Working with PDFs

Portable Document Format (PDF) files are one of the most useful ways to output documents for electronic viewing. Any PDF document can be easily read by anyone using any computer platform. PDF documents maintain their appearance because they do not rely on fonts and other aspects of the system on which they are viewed.

Under previous versions of the Mac OS, the Acrobat Distiller application was required to create them. Under Mac OS X, PDFs are a native file format. You can create PDFs from within any Mac OS X application, and you can read PDF files with the Preview application or with the Acrobat Reader that is part of the standard Mac OS X installation.

Creating PDF Files

Creating PDF files is an extremely simple task.

  1. Open the document for which you want to create a PDF.

  2. Choose File, Print.

  3. Choose Output Options from the Options pop-up menu.

  4. Check the "Save as File" check box and select PDF on the Format menu.


    You can also click the Save As PDF button instead of performing steps 3 and 4.

  5. Click Save.

  6. Name the document and choose a location in which to save it. Use the filename extension .pdf.

  7. Click Save.


When you do a print preview under Mac OS X, the preview is in PDF. You can also create a PDF file by previewing a file; when the preview window appears, choose File, Save As PDF.
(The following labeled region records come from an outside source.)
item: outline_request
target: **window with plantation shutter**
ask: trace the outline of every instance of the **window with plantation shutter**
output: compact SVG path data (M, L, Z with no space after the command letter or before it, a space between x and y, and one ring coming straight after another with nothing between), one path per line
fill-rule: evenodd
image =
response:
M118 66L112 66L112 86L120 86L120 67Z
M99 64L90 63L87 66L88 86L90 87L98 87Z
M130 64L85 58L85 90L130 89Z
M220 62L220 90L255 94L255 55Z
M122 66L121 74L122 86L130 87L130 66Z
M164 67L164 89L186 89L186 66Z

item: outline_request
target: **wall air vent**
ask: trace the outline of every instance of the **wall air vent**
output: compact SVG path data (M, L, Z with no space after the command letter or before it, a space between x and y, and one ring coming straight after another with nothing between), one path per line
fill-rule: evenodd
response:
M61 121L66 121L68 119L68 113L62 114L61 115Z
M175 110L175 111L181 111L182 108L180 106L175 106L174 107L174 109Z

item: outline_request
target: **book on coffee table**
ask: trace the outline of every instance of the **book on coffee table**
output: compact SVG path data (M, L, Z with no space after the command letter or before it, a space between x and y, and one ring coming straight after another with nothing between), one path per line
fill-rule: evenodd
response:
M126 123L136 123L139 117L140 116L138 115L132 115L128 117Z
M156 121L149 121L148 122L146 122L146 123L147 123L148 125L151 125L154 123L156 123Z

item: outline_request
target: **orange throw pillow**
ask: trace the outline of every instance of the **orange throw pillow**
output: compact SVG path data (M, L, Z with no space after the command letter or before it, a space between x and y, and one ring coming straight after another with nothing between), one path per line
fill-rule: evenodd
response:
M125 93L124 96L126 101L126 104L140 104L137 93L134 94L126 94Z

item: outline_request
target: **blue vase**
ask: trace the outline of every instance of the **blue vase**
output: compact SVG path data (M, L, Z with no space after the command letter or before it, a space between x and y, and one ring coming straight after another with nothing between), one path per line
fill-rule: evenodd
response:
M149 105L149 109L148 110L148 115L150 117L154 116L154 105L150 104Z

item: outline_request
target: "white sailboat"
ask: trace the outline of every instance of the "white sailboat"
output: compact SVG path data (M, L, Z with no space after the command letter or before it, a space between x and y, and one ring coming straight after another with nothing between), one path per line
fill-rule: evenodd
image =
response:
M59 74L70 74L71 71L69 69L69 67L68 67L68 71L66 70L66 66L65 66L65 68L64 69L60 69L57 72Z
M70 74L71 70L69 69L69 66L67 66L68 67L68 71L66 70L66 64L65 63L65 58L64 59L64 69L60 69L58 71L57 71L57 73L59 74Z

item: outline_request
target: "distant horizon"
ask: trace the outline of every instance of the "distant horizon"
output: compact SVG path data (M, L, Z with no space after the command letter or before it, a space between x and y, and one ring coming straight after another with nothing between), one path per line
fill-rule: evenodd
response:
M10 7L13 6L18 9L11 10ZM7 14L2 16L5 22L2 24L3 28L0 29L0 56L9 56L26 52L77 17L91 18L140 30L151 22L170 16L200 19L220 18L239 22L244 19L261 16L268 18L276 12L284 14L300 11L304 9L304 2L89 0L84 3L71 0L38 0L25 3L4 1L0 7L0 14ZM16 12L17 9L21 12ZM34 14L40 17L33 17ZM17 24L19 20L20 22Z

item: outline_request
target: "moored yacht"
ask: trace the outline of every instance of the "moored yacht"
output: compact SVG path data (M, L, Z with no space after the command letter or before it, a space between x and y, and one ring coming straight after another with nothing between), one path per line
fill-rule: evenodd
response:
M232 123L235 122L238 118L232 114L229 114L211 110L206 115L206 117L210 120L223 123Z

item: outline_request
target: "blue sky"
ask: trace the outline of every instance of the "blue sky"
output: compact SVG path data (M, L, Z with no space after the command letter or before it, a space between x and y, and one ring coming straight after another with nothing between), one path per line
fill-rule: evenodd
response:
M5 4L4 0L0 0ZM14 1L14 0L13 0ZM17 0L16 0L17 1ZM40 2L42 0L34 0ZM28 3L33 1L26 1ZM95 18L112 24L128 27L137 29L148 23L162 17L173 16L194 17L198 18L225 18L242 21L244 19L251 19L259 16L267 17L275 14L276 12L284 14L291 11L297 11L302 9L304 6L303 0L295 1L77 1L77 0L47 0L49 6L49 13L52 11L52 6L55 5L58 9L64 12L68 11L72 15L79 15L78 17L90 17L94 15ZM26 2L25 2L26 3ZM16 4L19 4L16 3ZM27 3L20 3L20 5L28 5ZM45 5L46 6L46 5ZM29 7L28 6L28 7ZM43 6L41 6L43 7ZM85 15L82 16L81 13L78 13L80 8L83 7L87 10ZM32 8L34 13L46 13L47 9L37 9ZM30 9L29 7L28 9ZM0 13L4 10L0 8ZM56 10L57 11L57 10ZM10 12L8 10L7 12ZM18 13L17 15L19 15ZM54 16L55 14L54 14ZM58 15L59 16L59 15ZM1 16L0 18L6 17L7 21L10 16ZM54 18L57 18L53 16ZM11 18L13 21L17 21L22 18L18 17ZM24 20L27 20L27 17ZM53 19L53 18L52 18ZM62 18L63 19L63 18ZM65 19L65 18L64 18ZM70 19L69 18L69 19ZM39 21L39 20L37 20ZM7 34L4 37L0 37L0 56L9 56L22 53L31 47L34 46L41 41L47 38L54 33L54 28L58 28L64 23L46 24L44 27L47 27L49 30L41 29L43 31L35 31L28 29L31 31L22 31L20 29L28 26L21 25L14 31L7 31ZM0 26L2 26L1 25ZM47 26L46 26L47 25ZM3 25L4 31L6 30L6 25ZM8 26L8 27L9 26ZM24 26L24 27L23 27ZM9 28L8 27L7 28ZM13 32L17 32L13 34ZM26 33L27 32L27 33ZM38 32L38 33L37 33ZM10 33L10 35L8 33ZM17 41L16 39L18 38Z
Creating a PDF using the Output Options command does not create or preserve any hyperlinks in a document. For example, if you create a PDF of a Web page, the links on that page will not be functional. Similarly, if you create a text document that contains a Table of Contents in which the entries are hyperlinked to the sections in the document, the resulting PDF will not contain active links. Basically, creating a PDF using the Print command simply replicates a paper document without adding any features of an electronic document. Even so, being able to create a PDF from any document using the Print command is quite useful when you want to be able to send your documents to other people.

To create PDFs that contain hyperlinks and other electronic document features, you will need to use a more sophisticated application. For example, Adobe applications can save documents in PDF format and can preserve hyperlinks within those documents. Or, you can use the Acrobat application to create more sophisticated PDFs from any application.


You can't use the print dialog box to create PDFs from Classic applications. You will either need to open the document using a Mac OS application or create the PDF using Acrobat or other application that is capable of creating PDFs (such as Adobe FrameMaker).

Viewing PDFs with Preview

To view the document you created, open it. Unless you have configured PDFs to open in a different application, Preview will launch and you can view the PDF. Use the commands on the Display menu to navigate in and control the appearance of the PDF. For example, use the Zoom In command (graphics/symbol.gif+Up arrow) to magnify the PDF file.


Because Acrobat Reader enables you to take advantage of all the features that PDF documents offer, you might want to designate it as the default application for all PDF documents so that it opens automatically when you view PDFs.

To learn how to associate file types with applications, see "Determining the Application That Opens When You Open a Document," p. 142.


If you are serious about creating PDFs, consider getting a copy of Adobe Acrobat. With this application, you can create full-featured PDFs that can contain hyperlinks, hot-linked indexes, and so on.